The abovementioned E-O bandwidth value of 1.3 GHz for c-plane polar micro-LEDs before packaging is tested on wafer using a plastic optical fiber to export light which exhibits the LED under a radio-frequency ground-signal (RF GS) micro-probe. It is not difficult to notice that there is no communication distance in some publications, which is impossible in the real application of VLC systems [23]. Therefore, the data rate from testing on wafer by the GS micro-probe with collecting by plastic optical fiber over 0 m free-space communication distance as shown in Fig. 8(b) is totally different from a real system compared with the micro-LED-based VLC system in Fig. 6(a). The measured modulation bandwidth of 1 GHz is limited by the bandwidth of the APD receiver and influenced by the free-space channel conditions and the attenuation of the optical power, which results in the decline of bandwidth from 1.3 to 1 GHz.

Finally, we compare our wetting layer micro-LED-based VLC system with other point-to-point VLC systems based on single-pixeled LEDs which have been reported in other literature.
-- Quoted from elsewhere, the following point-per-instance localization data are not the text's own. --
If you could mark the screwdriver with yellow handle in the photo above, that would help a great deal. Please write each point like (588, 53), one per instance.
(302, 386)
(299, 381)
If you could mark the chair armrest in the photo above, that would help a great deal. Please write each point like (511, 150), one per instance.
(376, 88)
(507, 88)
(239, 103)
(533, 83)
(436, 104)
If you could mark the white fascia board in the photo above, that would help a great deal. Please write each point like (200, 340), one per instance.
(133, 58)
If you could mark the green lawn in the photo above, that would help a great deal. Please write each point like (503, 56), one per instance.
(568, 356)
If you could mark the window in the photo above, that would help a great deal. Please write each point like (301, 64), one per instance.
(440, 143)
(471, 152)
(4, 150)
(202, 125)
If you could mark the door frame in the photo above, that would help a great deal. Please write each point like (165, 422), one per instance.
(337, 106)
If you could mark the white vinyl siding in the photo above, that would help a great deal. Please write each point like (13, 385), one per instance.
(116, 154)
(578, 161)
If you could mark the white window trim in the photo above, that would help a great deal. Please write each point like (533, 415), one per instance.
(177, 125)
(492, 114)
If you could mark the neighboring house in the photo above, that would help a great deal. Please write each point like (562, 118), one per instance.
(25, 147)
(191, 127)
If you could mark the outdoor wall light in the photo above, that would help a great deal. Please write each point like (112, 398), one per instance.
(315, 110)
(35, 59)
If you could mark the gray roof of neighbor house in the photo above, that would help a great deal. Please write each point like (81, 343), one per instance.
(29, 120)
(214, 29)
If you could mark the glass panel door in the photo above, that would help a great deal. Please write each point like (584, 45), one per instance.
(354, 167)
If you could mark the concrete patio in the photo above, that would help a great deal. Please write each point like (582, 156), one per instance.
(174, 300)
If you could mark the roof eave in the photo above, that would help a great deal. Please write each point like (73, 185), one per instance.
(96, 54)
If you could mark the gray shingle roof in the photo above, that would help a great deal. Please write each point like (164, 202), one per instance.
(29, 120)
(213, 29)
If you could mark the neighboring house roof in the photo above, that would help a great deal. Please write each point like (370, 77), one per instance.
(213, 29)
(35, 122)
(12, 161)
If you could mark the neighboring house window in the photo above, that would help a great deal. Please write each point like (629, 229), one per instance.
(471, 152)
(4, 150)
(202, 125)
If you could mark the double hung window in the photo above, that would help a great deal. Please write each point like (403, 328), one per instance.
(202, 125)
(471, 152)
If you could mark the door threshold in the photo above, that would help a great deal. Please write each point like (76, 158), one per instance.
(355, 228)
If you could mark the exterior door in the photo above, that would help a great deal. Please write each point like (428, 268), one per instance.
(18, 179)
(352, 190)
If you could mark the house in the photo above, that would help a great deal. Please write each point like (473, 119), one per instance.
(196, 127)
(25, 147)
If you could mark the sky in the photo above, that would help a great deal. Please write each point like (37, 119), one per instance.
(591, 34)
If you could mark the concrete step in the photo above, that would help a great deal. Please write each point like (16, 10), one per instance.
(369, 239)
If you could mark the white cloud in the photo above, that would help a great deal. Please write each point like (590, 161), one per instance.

As shown in Table 2, compared with the works of Islim et al. with a distance-rate product of $2.0566\mathrm{G}\mathrm{b}\mathrm{p}\mathrm{s}·\mathrm{m}$ and the works of Xie et al. with a distance-rate product of $1.554\mathrm{G}\mathrm{b}\mathrm{p}\mathrm{s}·\mathrm{m}$ [13,17], combining with communication distance over 3 m, our micro-LED based VLC system has obvious performance advantages including the highest distance-bandwidth product of 3 GHz·m and the highest distance-rate product of 12 Gbps·m based on the QPSK-OFDM format, and all these records can only be obtained by taking advantage of the superior performance of our micro-LED device.Table 2.

Performance of VLC Systems Based on Single-Pixeled Micro-LED (Summary of Part of Existing Works)

In conclusion, for solving the intrinsic bandwidth limitation of luminescent devices in the VLC systems, self-assembly grown nano-structured InGaN wetting layers were adopted as the active layers of a high-speed LED. A 480-nm blue micro-LED with 1.3 GHz E-O bandwidth on c-plane GaN is presented in this paper which is much higher than any other reports based on the c-plane epitaxy. The VLC system modulation bandwidth can reach 1 GHz after using the packaged micro-LED as transmitter. In addition, to give a comprehensive evaluation, we employed the micro-LEDs in a VLC system and demonstrate a 3-m data transmission over air channel, which has the highest distance-bandwidth product of 3 GHz·m among all the point-to-point VLC systems based on a single-pixel LED. By employing a $2^{31}–1$ bits NRZ-OOK signal without using non-linearity mitigation or equalization techniques, the received eye diagrams are clear when observed at 2 Gbps data rates with a low current density of $407\mathrm{A}/{\mathrm{cm}}^2$ and a BER of $1.2\times {10}^{-3}$. We achieved a record-breaking data rate among all the single-pixel LED-based point-to-point VLC systems using simple NRZ-OOK modulation. As for QPSK-OFDM, we demonstrated a data rate of 4 Gbps with a BER of $3.2\times {10}^{-3}$, which is the highest distance-rate product of 12 Gbps·m among all the point-to-point single-pixel LED-based VLC systems. It further proves the promising potential of our proposed InGaN wetting layer micro-LED in the next generation of high-speed VLC.